The detection gap. What did the CI eval miss. "Our greeting-warmth eval used the phrase 'use the user's name' as the only quality signal. The new prompt still passed because it greeted users — just without their name. The eval did not measure greeting personalization." The detection gap is the part that improves the eval suite.
The new eval case. The regression itself, formalized into a test. The bad output from the production trace becomes an example. The desired output becomes the gold answer. The eval suite now blocks any future prompt that fails the personalization test.
Action items. What the team will do differently. New eval coverage. New rollout discipline. Sometimes new flag-system features — "add a kill-switch on csat dip". Sometimes new training for engineers reviewing prompt PRs.
INCIDENT POSTMORTEM — support prompt v18 regression
─────────────────────────────────────────────────────────────────
date: 2026-05-09
duration: 12 minutes (incident triggered to rollback)

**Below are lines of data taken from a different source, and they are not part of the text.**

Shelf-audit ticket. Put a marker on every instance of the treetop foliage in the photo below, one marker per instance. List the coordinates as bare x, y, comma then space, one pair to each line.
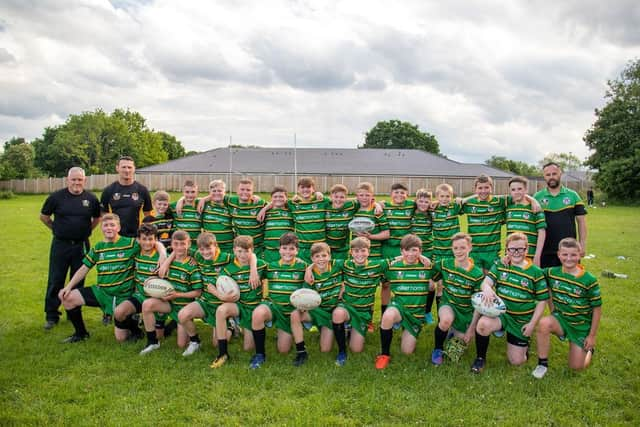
398, 134
615, 137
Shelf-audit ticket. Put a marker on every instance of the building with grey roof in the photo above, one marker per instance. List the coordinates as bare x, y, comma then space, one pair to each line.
323, 161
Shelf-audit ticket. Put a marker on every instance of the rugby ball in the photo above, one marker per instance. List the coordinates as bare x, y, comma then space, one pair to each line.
494, 309
156, 287
225, 285
305, 299
361, 225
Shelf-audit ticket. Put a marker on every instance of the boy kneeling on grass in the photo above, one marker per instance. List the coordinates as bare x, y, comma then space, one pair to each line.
576, 308
410, 282
114, 257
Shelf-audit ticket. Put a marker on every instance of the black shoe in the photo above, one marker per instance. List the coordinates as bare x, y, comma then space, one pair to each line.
300, 359
50, 324
478, 365
106, 319
169, 328
75, 338
135, 335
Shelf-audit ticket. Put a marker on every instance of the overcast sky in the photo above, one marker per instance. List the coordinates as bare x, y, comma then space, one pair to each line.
508, 78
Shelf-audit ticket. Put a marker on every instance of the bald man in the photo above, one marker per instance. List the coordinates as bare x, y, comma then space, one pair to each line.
71, 214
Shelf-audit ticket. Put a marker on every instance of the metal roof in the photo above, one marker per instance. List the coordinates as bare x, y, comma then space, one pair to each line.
323, 161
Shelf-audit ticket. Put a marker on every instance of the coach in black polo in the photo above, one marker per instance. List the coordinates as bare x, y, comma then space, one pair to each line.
75, 213
126, 197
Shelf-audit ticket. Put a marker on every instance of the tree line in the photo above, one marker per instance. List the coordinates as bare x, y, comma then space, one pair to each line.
94, 140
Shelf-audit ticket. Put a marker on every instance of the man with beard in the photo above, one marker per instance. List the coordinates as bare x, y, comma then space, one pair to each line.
562, 207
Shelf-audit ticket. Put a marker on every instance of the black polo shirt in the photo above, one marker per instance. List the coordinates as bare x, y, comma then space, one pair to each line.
126, 201
72, 214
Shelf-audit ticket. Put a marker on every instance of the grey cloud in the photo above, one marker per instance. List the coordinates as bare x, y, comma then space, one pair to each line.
301, 67
617, 21
6, 56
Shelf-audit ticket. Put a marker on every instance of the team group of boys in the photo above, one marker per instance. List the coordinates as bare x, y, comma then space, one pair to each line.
415, 254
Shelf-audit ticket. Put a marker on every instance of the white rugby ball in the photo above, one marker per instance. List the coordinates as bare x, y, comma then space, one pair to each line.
227, 286
494, 309
156, 287
361, 225
305, 299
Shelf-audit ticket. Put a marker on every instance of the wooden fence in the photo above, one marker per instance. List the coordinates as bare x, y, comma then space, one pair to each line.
264, 183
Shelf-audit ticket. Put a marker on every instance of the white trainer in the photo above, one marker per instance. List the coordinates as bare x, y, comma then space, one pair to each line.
539, 372
192, 348
148, 349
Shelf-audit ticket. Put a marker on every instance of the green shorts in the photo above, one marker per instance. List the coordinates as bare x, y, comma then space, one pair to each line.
484, 259
244, 313
514, 326
410, 322
321, 318
209, 311
573, 333
359, 319
106, 301
461, 318
279, 319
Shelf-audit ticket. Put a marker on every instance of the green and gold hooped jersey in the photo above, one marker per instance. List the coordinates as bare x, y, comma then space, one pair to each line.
574, 297
409, 284
282, 280
399, 218
458, 283
485, 219
209, 271
217, 221
522, 219
421, 226
243, 219
115, 262
521, 288
308, 218
361, 282
240, 273
145, 267
337, 224
328, 284
188, 221
445, 223
277, 222
185, 278
381, 224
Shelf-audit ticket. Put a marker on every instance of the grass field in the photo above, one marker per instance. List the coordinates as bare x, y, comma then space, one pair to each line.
100, 382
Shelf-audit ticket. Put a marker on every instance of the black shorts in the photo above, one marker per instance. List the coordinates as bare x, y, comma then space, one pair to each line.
137, 304
517, 341
89, 297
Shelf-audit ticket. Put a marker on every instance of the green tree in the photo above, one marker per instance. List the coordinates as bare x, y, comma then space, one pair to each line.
397, 134
16, 161
94, 140
615, 137
566, 161
515, 166
172, 146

impact: ~40 conversations served v18; csat -2.4 in cohort
no enterprise customers affected
timeline:
14:00 — v18 deployed at 5% via support_prompt_rollout flag
14:08 — complaint-rate alert fires (3-sigma, tenant_cohort_B)
14:09 — on-call paged
14:10 — on-call confirms regression in dashboard, identifies SHA
14:11 — killswitch flipped ON
14:12 — flag propagation complete; SHA distribution returns
14:16 — complaint rate returns to baseline
14:30 — incident channel update; postmortem scheduled
15:00 — postmortem started
cause:
v18 removed the line "Always greet the user by name" from the
system prompt. Without it, the model produced generic openings
that customers perceived as colder.
detection gap:
Greeting-warmth eval measured presence of a greeting, not
personalization. v18 still greeted users — just without names.
new eval case:
Added 12 examples to greeting_personalization.eval, each with
user_name available in context. Gold answer requires the name
appear in the first sentence of the response. Eval gate added
to CI for any change touching the role or tone sections.
action items:
AI-2026-119 Add greeting_personalization.eval to CI gate
AI-2026-120 Add csat-dip-based killswitch trigger to flag
AI-2026-121 Add prompt-PR template requiring "what eval gates
this change?" answer
A postmortem in that shape produces an asset — the new eval — that pays interest forever. The next engineer to remove a greeting line will be stopped at the CI gate.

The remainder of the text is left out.